During their three night stay, guests enjoy gourmet food, lush surroundings and daily beach walks along the gorgeous Norfolk coast.

I mean, just look at it. Stunning.

But don’t be misguided—it’s not just a luxury vacation. The Heartbreak Hotel is very much about doing the inner work.

Psychologist Alice Haddon and life coach/bestselling author Ruth Field—bona fide heartbreak specialists—teamed up to provide dynamic workshops where women can learn about love attachment styles, core needs, rewiring neural pathways and how to use all that information to redefine relationship goals.

In addition, an EMDR (Eye Movement Desensitization and Reprocessing) specialist is there to assist in releasing emotional trauma. It’s a key element of the hotel’s offerings, as Haddon told Daily Mail. “At The Heartbreak Hotel we understand that where there is heartbreak there is trauma. This therapy helps our guests to gently but powerfully leave the shock behind and generate the space for forward looking energy,“ she said.

The Heartbreak Hotel’s first retreat in November 2021 was completely sold out, and the website boasts that an average of 85% felt freer, 66% felt clearer and 67% felt more empowered.

Their success does beg the question: Should traditional therapy get a rebrand?

Even those who do go into therapy post breakup normally only see a therapist once a week for an hour. To really see significant shifts could take … well, a lot longer than three days. The current price for a stay at the Heartbreak Hotel is £2,500 (or $3278), which may sound like a lot, but when broken down is about the average cost of six months worth of therapy.

Where there can never be an official timeline for overcoming heartbreak, perhaps there is an argument to be made for “turbo charged” recovery. The idea that it doesn’t have to take months upon months to move on is certainly an uplifting one.

Not to mention that a session usually takes place in a less-than-luxurious therapist’s office … if not through the other side of a computer screen. Even though there’s plenty of research to show how much of a positive impact nature can have on our well-being, it rarely has a place in traditional therapy. Unless your therapist is generous enough to have a ficus in the room.

Haddon and Field define therapy as “to take care of.” This includes providing the things that truly nourish the soul: beauty, comfort and serenity.

It’s not that someone can’t heal without these things, but it makes the healing process so much more enjoyable, doesn’t it? This could be a reason why many have trouble seeking professional help. They find the environment potentially sterile, which is not exactly the most attractive feature when we’re heartbroken.

As someone who has benefited greatly from wellness retreats (and have even run a few myself), I could be overly biased.
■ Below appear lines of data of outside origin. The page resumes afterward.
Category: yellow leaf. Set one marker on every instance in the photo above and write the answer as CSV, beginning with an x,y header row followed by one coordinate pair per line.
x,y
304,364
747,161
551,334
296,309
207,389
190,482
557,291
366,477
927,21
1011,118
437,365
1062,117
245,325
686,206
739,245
But healing does take place on a mental, physical and emotional level. Dedicating an allotted time to focus on each of those aspects can be incredibly transformative, especially when we’re really going through it. It certainly has seemed to do wonders for the women of The Heartbreak Hotel.

Thank you to Haddon and Field for combining your expertise with creativity to make a painful transition an opportunity for incredible self-care.